The true size is closer to 21 GB, I think. The IBM 7090 had 32K words, each 36 bits. So that is roughly 150,000 8-bit bytes. The Android source thus takes up 140,000 times the capacity of the 7090 mainframe.
(See http://computer-history.info/Page4.dir/pages/IBM.7090.dir/index.html )
That’s why we have economic stimulus packages. If it actually had to work, there would be a recession.
Uh, oh somebody mentioned the 7090. I actually, albeit briefly, programmed it — in FAP: Fortran Assembly Program.
sounds like 1 TB Dropbox = Unlimited Wireless as to truth in advertising.
My first 7090 program was a 1 card loader in machine code created with an IBM 010 keypunch. Google that device to see what it was. The program was read as two instructions per horizontal row in the first 72 columns. That gave you a maximum of 24 instructions to read the rest of the deck of cards. An assembler and Fortran were a big step up.
There are simulators for the 7090 that you can run it on a PC.
You should be able to go to the dropbox app on your computer and use the “selective sync” section in settings to unselect that new huge folder. And then turn that folder back on selectively (at night?) to work on the huge folder.
Also useful when travelling and using a cell phone hotspot … preventing dropbox from using up all of your plan data.

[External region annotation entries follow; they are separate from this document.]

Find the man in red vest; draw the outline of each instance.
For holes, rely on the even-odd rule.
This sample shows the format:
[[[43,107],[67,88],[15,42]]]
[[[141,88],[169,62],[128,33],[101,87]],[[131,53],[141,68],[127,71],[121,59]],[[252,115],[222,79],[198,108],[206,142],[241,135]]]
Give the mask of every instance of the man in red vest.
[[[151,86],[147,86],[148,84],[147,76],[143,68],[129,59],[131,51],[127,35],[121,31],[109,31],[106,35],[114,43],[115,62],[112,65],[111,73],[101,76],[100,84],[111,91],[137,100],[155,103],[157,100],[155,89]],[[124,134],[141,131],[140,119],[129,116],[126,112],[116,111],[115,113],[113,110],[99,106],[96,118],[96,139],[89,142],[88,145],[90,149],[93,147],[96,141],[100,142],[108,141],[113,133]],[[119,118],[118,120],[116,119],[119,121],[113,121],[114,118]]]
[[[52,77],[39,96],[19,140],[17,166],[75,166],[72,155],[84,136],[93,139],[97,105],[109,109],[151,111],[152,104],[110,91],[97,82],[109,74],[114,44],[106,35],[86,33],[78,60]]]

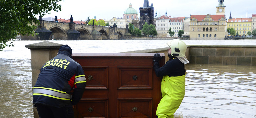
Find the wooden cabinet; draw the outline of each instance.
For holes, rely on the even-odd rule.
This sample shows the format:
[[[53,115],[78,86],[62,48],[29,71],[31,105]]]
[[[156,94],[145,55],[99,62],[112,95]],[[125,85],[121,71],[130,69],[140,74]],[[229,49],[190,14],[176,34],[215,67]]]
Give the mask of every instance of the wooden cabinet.
[[[75,107],[79,113],[84,118],[155,117],[161,77],[155,73],[154,54],[73,53],[87,81]]]

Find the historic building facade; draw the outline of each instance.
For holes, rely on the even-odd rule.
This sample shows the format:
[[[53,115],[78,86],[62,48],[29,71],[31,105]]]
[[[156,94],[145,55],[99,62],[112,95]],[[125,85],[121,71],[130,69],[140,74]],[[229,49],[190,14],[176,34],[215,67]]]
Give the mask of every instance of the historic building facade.
[[[252,31],[256,29],[256,14],[252,14],[251,20],[251,32],[252,33]]]
[[[191,15],[189,22],[190,39],[224,39],[228,35],[223,0],[219,0],[216,15]]]
[[[156,30],[159,37],[170,36],[168,33],[170,28],[172,31],[174,32],[174,37],[178,37],[179,31],[183,30],[184,17],[171,18],[170,16],[168,16],[166,12],[165,15],[154,19],[154,22],[156,23]]]
[[[233,18],[227,22],[227,28],[233,28],[238,35],[246,36],[248,31],[252,32],[252,18]]]
[[[154,8],[153,2],[149,5],[148,0],[144,0],[143,7],[139,7],[139,29],[143,28],[143,25],[147,22],[149,25],[153,24]]]

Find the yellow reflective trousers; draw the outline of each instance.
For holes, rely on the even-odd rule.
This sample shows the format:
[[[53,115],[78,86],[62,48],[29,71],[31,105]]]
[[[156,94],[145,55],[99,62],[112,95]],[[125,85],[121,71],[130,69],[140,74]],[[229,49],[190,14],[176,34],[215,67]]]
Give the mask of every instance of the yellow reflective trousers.
[[[173,118],[185,96],[185,75],[177,77],[166,75],[162,80],[163,98],[157,106],[158,118]]]

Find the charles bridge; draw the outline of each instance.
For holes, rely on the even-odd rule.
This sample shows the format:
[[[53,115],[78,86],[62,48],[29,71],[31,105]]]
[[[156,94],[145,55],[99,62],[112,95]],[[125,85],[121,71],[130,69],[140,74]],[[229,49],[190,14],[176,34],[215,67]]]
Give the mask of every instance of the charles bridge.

Dropbox is “indexing” the files by comparing their contents to everything else on their service. If the files hash to the same thing as another file they already have, they link them, instead of copying the file, and thereby save the space. As your example illustrates, it’s a computatively expensive operation. I’m sure it’s a wonderful thing for their storage costs, but it’s a privacy issue. They don’t use encryption for exactly this reason, and it leaves them vulnerable to any request the government might make of someone’s data.
It finally went over to a green “up to date” status after about five days and everything seems to have uploaded.
I can’t wait to see what your rewrite of Android has in store!
On some systems, Dropbox performance can drop dramatically when there are over 300,000 files. This isn’t a hard limit, but it is a known issue effecting some users.